Based on the call this morning (anyone feel free to correct me) it seems to me that we need to determine:

  1. If basisOfRecord is only supposed to be an indication of the evidence that is available to document an occurrence or determination (and NOT as a categorization mechanism for searching, sorting as it currently is for e.g. PreservedSpecimen and FossilSpecimen)?
  2. If yes to the above, should it be replaced with rdf:type?
  3. If yes, does the dcmitype vocabulary https://www.dublincore.org/specifications/dublin-core/dcmi-terms/#http://purl.org/dc/dcmitype/Collection work for our needs to document the evidence for an occurrence or determination?
  4. Separately (but just as important to me) should basisOfRecord / rdf:type be a required term in the IPT with a controlled vocabulary?

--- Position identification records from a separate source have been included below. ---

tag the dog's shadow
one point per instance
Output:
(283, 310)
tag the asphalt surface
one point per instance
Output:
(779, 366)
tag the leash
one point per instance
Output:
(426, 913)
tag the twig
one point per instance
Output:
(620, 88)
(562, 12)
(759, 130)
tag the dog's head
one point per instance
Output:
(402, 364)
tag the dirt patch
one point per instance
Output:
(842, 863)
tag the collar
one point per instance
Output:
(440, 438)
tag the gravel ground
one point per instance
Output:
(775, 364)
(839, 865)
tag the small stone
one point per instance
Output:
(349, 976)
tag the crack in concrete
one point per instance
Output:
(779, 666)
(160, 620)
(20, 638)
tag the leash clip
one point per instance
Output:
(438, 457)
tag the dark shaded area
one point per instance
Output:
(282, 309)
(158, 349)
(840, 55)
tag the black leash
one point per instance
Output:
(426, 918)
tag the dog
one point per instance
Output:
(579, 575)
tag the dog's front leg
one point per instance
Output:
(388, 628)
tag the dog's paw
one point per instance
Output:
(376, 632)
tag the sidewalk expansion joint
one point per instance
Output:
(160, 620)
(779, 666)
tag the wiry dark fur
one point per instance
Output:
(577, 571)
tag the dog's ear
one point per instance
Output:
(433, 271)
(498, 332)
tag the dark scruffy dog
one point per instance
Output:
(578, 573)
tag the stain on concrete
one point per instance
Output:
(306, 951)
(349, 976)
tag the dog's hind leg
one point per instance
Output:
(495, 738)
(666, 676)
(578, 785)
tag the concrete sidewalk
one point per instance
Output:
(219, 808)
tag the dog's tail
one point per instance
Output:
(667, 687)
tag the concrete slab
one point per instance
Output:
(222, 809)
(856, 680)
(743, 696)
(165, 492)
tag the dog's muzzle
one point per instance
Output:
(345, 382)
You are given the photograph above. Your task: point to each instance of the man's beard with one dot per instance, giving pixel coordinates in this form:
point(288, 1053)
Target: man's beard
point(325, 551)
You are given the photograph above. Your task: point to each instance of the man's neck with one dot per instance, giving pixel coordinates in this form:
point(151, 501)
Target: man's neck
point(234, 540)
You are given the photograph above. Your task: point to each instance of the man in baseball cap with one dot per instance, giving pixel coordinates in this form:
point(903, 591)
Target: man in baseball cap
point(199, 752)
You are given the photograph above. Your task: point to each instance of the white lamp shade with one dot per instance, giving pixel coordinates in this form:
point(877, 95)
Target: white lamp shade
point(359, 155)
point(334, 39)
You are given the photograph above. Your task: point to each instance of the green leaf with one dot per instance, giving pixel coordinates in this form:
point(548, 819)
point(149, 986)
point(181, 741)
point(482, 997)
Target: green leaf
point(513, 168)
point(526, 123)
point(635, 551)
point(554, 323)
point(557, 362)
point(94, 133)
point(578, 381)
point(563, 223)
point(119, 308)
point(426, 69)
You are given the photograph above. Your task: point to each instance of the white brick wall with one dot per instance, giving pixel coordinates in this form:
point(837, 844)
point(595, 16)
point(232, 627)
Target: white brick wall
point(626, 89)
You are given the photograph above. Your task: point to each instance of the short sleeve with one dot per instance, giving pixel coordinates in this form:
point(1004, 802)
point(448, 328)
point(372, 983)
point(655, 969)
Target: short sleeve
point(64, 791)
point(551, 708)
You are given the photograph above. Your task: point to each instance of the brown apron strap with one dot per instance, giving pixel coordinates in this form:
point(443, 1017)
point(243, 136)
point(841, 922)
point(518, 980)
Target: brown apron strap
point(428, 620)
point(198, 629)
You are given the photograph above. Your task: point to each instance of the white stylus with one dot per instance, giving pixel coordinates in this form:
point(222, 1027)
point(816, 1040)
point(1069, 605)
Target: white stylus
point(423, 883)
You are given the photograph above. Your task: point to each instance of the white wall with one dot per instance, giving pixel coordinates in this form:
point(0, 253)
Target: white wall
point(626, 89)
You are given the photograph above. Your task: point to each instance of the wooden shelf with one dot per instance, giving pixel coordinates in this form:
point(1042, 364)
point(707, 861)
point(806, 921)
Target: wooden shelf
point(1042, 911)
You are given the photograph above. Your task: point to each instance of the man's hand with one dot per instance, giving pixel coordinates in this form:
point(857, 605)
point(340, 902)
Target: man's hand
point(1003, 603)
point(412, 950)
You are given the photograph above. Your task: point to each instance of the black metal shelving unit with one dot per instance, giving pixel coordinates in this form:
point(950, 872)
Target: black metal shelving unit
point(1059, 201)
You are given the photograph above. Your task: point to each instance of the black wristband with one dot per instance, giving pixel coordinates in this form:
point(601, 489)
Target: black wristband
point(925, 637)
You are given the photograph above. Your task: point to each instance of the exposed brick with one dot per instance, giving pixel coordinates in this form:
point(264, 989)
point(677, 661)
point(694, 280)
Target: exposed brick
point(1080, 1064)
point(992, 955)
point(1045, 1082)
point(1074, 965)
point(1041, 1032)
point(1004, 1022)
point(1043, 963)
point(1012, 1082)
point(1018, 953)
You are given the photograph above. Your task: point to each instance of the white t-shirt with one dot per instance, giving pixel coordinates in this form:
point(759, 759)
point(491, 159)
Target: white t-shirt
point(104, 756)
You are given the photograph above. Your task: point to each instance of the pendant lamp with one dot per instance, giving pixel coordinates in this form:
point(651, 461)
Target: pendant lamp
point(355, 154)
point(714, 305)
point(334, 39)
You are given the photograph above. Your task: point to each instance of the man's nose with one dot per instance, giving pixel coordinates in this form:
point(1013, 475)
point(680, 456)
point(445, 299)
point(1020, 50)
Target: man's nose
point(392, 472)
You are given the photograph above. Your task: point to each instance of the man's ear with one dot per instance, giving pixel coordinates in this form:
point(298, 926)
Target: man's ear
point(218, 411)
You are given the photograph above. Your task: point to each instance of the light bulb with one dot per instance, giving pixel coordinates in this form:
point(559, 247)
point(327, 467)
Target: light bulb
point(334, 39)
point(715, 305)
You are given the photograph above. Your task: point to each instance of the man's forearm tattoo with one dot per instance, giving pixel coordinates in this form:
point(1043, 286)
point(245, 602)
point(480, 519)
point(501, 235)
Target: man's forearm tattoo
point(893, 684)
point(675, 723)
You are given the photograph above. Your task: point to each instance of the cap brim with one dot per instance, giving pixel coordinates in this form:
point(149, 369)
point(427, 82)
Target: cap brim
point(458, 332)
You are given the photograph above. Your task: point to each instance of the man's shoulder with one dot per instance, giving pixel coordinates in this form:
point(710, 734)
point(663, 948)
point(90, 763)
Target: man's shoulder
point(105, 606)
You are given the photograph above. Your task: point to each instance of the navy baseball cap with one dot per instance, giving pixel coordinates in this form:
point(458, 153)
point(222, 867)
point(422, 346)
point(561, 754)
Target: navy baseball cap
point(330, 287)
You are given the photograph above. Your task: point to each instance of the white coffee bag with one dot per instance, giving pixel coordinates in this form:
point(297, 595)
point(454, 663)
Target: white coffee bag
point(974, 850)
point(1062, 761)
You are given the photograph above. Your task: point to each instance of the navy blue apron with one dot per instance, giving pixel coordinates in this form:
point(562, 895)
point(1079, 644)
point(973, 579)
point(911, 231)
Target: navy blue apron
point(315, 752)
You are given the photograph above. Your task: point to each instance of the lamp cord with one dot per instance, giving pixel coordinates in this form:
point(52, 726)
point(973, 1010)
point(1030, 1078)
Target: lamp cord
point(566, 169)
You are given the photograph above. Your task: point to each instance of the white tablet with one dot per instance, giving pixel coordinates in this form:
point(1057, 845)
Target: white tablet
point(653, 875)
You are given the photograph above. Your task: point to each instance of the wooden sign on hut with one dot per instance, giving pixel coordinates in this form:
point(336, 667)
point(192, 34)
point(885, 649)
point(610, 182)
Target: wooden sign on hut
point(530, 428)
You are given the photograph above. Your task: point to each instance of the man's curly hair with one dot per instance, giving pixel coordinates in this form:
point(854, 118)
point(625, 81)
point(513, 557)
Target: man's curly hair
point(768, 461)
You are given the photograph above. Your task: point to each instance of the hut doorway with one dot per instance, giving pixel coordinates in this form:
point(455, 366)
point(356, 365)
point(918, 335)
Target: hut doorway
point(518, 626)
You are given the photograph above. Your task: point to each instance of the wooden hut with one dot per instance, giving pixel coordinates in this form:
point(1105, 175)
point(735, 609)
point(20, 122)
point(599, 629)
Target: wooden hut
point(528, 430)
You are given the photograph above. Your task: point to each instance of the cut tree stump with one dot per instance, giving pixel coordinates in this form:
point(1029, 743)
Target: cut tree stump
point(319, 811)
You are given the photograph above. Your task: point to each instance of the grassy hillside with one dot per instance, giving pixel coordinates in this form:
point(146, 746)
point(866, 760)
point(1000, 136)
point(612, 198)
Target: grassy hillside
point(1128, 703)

Apologies if this is off base. Just trying to determine where the decision points are to resolve this.

— You are receiving this because you were mentioned. Reply to this email directly, view it on GitHub https://github.com/tdwg/material-sample/issues/11#issuecomment-920362964, or unsubscribe https://github.com/notifications/unsubscribe-auth/AADQ723ANCM2CJFNIQQF54DUCEAT7ANCNFSM5CORKNYQ . Triage notifications on the go with GitHub Mobile for iOS https://apps.apple.com/app/apple-store/id1477376905?ct=notification-email&mt=8&pt=524675 or Android https://play.google.com/store/apps/details?id=com.github.android&referrer=utm_campaign%3Dnotification-email%26utm_medium%3Demail%26utm_source%3Dgithub.

Jegelewicz commented 2 years ago

@tucotuco "BasisOfRecord - best evidence for an occurrence"

Jegelewicz commented 2 years ago

@m-hope "the pathway from organism at event to taxon at location in time" how the organism got identified as taxon.

Jegelewicz commented 2 years ago

Me - "What is this record about"

Jegelewicz commented 2 years ago

I believe we have determined that BasisOfRecord is an overloaded term that we are expecting to convey information about types of evidence, identification practices, suitability for use, and possibly more. Feel free to add to the list here or with use cases in the Wiki.